Supreme Court Rules Against Civil Liability Protections for the Sackler Family
The US Supreme Court ruled on Thursday that the Sackler family could not be legally protected in actions related to the opioid crisis, according to the New York Times.
The decision was related to a provision in a settlement involving Purdue Pharma, the Sacklers’ pharmaceutical company, which produces OxyContin, a painkiller that has addictive properties. The 5-4 decision, written by Justice Neil Gorsuch, states that the federal bankruptcy code does not allow for third-party liability shields in bankruptcy agreements.
The ruling affects a proposed settlement in which the Sacklers would have paid up to $6 billion to address the opioid epidemic.
The dissent, written by Justice Brett Kavanaugh, called the decision “wrong on the law” and “devastating for more than 100,000 opioid victims and their families.”
The settlement deal, as it was approved in 2021, was to dissolve Purdue Pharma and distribute $4.5 billion in company funds to help curb the opioid epidemic and resolve hundreds of related claims. That deal included a controversial provision that would guarantee the Sacklers from future civil claims.
Later that year, a federal judge overturned the settlement agreement, stating that Sacklers should not have been released from civil liability in opioid-related lawsuits. An appeals court in May 2023 found that the Sacklers could in fact be protected from civil liability after the family sweetened the settlement by around $1.73 billion.

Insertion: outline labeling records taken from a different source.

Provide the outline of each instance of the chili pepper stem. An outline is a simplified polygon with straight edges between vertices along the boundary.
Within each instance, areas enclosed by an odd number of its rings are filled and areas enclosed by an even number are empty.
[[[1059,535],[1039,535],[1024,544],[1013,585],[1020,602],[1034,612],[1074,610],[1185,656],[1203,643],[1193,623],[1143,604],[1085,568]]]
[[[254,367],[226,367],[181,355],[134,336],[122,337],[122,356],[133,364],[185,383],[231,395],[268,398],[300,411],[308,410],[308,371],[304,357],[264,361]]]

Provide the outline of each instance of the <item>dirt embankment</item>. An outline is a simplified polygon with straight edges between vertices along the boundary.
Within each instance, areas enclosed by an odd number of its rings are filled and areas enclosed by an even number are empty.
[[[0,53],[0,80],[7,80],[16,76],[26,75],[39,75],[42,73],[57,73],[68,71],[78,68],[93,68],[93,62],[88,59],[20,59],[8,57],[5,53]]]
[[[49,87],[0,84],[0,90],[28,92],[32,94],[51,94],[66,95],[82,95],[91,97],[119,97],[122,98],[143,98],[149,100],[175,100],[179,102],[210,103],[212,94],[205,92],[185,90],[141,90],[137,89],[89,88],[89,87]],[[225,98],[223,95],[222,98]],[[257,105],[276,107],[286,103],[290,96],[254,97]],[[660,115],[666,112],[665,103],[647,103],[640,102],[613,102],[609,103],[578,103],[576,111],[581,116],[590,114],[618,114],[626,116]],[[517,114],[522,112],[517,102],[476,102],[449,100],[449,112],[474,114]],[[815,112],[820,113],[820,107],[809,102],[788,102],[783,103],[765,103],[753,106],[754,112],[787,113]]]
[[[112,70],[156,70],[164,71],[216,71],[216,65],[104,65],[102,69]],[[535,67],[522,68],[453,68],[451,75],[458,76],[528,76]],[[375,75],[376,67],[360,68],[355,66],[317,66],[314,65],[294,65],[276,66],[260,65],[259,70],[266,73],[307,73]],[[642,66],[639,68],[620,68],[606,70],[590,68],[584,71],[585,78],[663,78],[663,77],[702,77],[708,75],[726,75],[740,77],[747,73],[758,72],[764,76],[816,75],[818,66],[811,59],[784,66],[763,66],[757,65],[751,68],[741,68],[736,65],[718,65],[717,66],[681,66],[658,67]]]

Earlier this month, the US Trustee Program, part of the Justice Department, argued that the liability shield was an improper use of the bankruptcy system and requested that the Supreme Court look into the deal.
Members Sackler family were for many years major donors to some of the world’s most prestigious art institutions. Since the fallout surrounding Purdue, however, a number of those institutions, including the London’s National Gallery and the Guggenheim Museum, removed the Sackler name from their buildings following protests from activists.